Cryopreservation is an efficient way to store spermatozoa and plays a critical role in the livestock industry as well as in clinical practice. During cryopreservation, cryo-stress causes substantial damage to spermatozoa. In present study, the effects of cryo-stress at various cryopreservation steps, such as dilution / cooling, adding cryoprtectant, and freezing were studied in spermatozoa collected from 9 individual bull testes. The motility (%), motion kinematics, capacitation status, mitochondrial activity, and viability of bovine spermatozoa at each step of the cryopreservation process were assessed using computer-assisted sperm analysis, Hoechst 33258/chlortetracycline fluorescence, rhodamine 123 staining, and hypo-osmotic swelling test, respectively. The results demonstrate that the cryopreservation steps reduced motility (%), rapid speed (%), and mitochondrial activity, whereas medium/slow speed (%), and the acrosome reaction were increased (P < 0.05). Differences (Δ) of the acrosome reaction were higher in dilution/cooling step (P < 0.05), whereas differences (Δ) of motility, rapid speed, and non-progressive motility were higher in cryoprotectant and freezing as compared to dilution/cooling (P < 0.05). On the other hand, differences (Δ) of mitochondrial activity, viability, and progressive motility were higher in freezing step (P < 0.05) while the difference (Δ) of the acrosome reaction was higher in dilution/cooling (P < 0.05). Based on these results, we propose that freezing / thawing steps are the most critical in cryopreservation and may provide a logical ground of understanding on the cryo-damage. Moreover, these sperm parameters might be used as physical markers of sperm cryo-damage.

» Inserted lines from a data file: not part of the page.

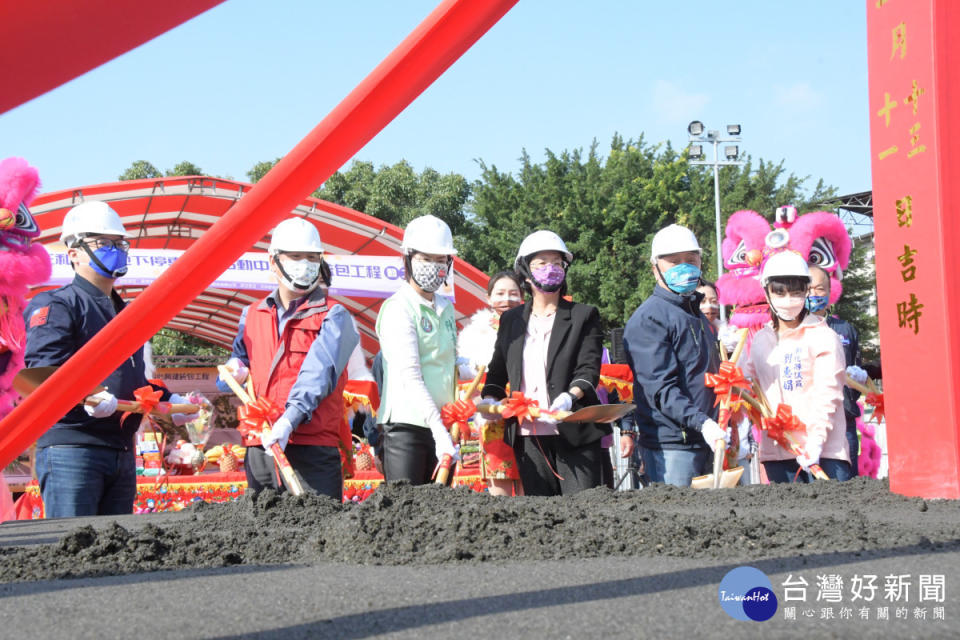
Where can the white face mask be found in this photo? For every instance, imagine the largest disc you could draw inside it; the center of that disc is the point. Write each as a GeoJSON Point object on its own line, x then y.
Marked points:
{"type": "Point", "coordinates": [429, 276]}
{"type": "Point", "coordinates": [787, 308]}
{"type": "Point", "coordinates": [304, 275]}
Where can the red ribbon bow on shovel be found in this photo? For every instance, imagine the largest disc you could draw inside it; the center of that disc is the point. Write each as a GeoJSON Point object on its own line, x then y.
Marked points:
{"type": "Point", "coordinates": [518, 406]}
{"type": "Point", "coordinates": [458, 412]}
{"type": "Point", "coordinates": [724, 381]}
{"type": "Point", "coordinates": [253, 414]}
{"type": "Point", "coordinates": [148, 398]}
{"type": "Point", "coordinates": [781, 424]}
{"type": "Point", "coordinates": [875, 400]}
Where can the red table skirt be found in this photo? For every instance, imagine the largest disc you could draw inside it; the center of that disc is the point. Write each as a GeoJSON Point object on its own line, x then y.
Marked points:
{"type": "Point", "coordinates": [173, 493]}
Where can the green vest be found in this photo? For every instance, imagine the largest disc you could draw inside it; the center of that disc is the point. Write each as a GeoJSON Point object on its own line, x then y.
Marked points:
{"type": "Point", "coordinates": [437, 344]}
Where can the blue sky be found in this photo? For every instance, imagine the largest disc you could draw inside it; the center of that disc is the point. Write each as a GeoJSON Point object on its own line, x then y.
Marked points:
{"type": "Point", "coordinates": [247, 80]}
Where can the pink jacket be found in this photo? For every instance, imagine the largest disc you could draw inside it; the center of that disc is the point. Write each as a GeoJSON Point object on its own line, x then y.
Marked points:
{"type": "Point", "coordinates": [805, 369]}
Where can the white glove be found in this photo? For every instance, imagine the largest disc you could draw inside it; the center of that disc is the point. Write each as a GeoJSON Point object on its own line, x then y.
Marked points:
{"type": "Point", "coordinates": [729, 336]}
{"type": "Point", "coordinates": [563, 402]}
{"type": "Point", "coordinates": [443, 443]}
{"type": "Point", "coordinates": [279, 433]}
{"type": "Point", "coordinates": [857, 374]}
{"type": "Point", "coordinates": [238, 370]}
{"type": "Point", "coordinates": [466, 371]}
{"type": "Point", "coordinates": [181, 419]}
{"type": "Point", "coordinates": [712, 432]}
{"type": "Point", "coordinates": [106, 407]}
{"type": "Point", "coordinates": [810, 456]}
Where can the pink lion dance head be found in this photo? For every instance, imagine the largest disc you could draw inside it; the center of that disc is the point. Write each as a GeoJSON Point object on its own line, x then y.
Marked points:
{"type": "Point", "coordinates": [820, 237]}
{"type": "Point", "coordinates": [22, 263]}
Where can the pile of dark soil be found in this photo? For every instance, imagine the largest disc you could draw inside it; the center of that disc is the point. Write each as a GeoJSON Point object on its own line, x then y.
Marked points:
{"type": "Point", "coordinates": [400, 524]}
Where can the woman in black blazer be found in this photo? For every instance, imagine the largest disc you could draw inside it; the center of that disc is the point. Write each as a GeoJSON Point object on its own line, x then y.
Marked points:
{"type": "Point", "coordinates": [550, 349]}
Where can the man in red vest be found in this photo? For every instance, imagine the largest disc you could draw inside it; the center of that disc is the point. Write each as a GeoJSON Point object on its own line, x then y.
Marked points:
{"type": "Point", "coordinates": [296, 348]}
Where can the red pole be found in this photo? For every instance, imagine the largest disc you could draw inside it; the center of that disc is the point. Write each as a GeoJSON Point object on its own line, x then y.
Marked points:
{"type": "Point", "coordinates": [914, 70]}
{"type": "Point", "coordinates": [419, 60]}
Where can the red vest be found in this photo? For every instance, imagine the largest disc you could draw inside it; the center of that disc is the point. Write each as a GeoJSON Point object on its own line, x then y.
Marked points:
{"type": "Point", "coordinates": [275, 363]}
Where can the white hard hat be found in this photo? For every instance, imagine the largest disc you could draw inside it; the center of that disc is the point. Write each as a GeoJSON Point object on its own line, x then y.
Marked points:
{"type": "Point", "coordinates": [295, 235]}
{"type": "Point", "coordinates": [91, 218]}
{"type": "Point", "coordinates": [673, 239]}
{"type": "Point", "coordinates": [784, 263]}
{"type": "Point", "coordinates": [428, 234]}
{"type": "Point", "coordinates": [538, 241]}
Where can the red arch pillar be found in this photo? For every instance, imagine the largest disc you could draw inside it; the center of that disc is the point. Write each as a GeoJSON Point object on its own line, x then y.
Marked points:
{"type": "Point", "coordinates": [914, 70]}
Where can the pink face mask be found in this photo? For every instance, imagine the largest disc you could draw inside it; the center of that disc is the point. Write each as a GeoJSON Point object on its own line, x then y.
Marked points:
{"type": "Point", "coordinates": [548, 278]}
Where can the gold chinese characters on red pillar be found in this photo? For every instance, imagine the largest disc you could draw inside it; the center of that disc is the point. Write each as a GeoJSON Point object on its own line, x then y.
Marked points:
{"type": "Point", "coordinates": [914, 69]}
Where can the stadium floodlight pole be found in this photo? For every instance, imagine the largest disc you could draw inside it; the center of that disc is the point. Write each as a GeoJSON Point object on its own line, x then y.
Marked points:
{"type": "Point", "coordinates": [731, 154]}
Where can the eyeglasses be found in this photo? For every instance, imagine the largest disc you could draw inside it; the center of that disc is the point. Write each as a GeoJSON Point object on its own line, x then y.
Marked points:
{"type": "Point", "coordinates": [536, 264]}
{"type": "Point", "coordinates": [107, 243]}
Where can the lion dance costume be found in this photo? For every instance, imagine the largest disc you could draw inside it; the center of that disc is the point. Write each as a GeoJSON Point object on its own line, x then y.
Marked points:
{"type": "Point", "coordinates": [22, 263]}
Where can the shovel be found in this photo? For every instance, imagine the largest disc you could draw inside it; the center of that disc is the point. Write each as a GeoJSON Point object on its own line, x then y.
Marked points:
{"type": "Point", "coordinates": [602, 413]}
{"type": "Point", "coordinates": [719, 478]}
{"type": "Point", "coordinates": [279, 457]}
{"type": "Point", "coordinates": [27, 380]}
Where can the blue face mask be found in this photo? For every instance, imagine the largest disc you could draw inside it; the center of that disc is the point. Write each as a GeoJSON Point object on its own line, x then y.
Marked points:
{"type": "Point", "coordinates": [112, 259]}
{"type": "Point", "coordinates": [682, 279]}
{"type": "Point", "coordinates": [817, 303]}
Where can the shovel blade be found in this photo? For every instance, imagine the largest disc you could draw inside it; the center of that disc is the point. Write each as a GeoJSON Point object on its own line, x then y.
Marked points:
{"type": "Point", "coordinates": [728, 479]}
{"type": "Point", "coordinates": [602, 413]}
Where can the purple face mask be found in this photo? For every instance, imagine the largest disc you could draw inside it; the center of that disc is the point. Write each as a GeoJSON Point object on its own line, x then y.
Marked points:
{"type": "Point", "coordinates": [548, 278]}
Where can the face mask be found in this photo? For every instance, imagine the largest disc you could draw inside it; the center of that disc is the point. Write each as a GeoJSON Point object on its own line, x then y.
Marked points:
{"type": "Point", "coordinates": [300, 275]}
{"type": "Point", "coordinates": [548, 278]}
{"type": "Point", "coordinates": [817, 303]}
{"type": "Point", "coordinates": [109, 262]}
{"type": "Point", "coordinates": [787, 309]}
{"type": "Point", "coordinates": [504, 301]}
{"type": "Point", "coordinates": [429, 276]}
{"type": "Point", "coordinates": [682, 279]}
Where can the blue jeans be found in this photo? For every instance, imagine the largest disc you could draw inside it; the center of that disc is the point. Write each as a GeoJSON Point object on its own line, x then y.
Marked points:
{"type": "Point", "coordinates": [676, 466]}
{"type": "Point", "coordinates": [786, 470]}
{"type": "Point", "coordinates": [853, 440]}
{"type": "Point", "coordinates": [80, 480]}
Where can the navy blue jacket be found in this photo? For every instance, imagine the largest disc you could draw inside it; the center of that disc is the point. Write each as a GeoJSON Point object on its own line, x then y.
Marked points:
{"type": "Point", "coordinates": [670, 345]}
{"type": "Point", "coordinates": [58, 323]}
{"type": "Point", "coordinates": [851, 352]}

Sperm cryopreservation is an important means for assisted reproductive technique and is the most efficient way for storing genetic resources [1, 2]. Cryopreservation plays a major role in genetic improvement, economization of breeding programs in the livestock industry, and preservation of endangered species, and is clinically valuable in the management of infertility [3-6]. Cryopreservation has been applied to various species, including humans, swine, cattle, cats, and dogs, among others [2]. Although the goal of sperm cryopreservation is to preserve sperm motility, metabolic function, and fertility, the freeze—thawing process inevitably causes damage to spermatozoa, thereby reducing fertility [3, 4, 7, 8].Cryopreservation consists of three steps—dilution with the extender/cooling, addition of cryoprotectant (CP), and freeze—thawing [4, 9]—during which spermatozoa are subjected to various stresses such as cold shock, osmotic and oxidative stress, and intracellular ice crystal formation [1, 9, 10]. These cause damage to sperm integrity, membrane structure, and sperm function [6, 9, 11, 12]. In addition, excessive mitochondrial activity induces the generation of reactive oxygen species that affect cellular compounds and organelle functions [13]. Furthermore, temperature-sensitive membranes and cytoskeletal structures, ultimately resulting in reduced sperm motility, viability, and fertility [14].Cryopreservation protocols have been developed and optimized over the last several decades. Previous studies have provided evidences that freezing-thawing affects sperm functions and semen quality [12, 15]. Several studies have compared spermatozoa before and after cryopreservation [7, 12, 16, 17] or attempted to identify the mechanisms underlying specific steps of the process [18-21]. However, there have been no comprehensive studies examining each step of cryopreservation in relation to functional parameters of spermatozoa. Therefore, we attempted to investigate the effects of the different steps of cryopreservation on bovine spermatozoa by evaluating motility, motion kinematics, viability, capacitation status, and mitochondrial activity.
Materials and Methods
Ethical statement
All animal procedures were performed in accordance with the guidelines for the ethical treatment of animals, and were approved by the Institutional Animal Care and Use Committee of Chung-Ang University, Seoul, Korea.
Sample collection
Native Korean Bull (Hanwoo) testes were obtained from a local slaughterhouse (Seomun Co., Hwaseong, Korea) and transferred to the laboratory within 3 h on ice [22]. Sperm samples were collected from nine individual bull epididymides. A small cut was made at the cauda epididymidis of the testis avoiding vessel. Phosphate-buffered saline (PBS; Sigma-Aldrich, St Louis, MO, USA) was backflushed into the end of the vas deferens using a 10-ml syringe. Flushed samples were washed at 700 × g for 15 min [23-25].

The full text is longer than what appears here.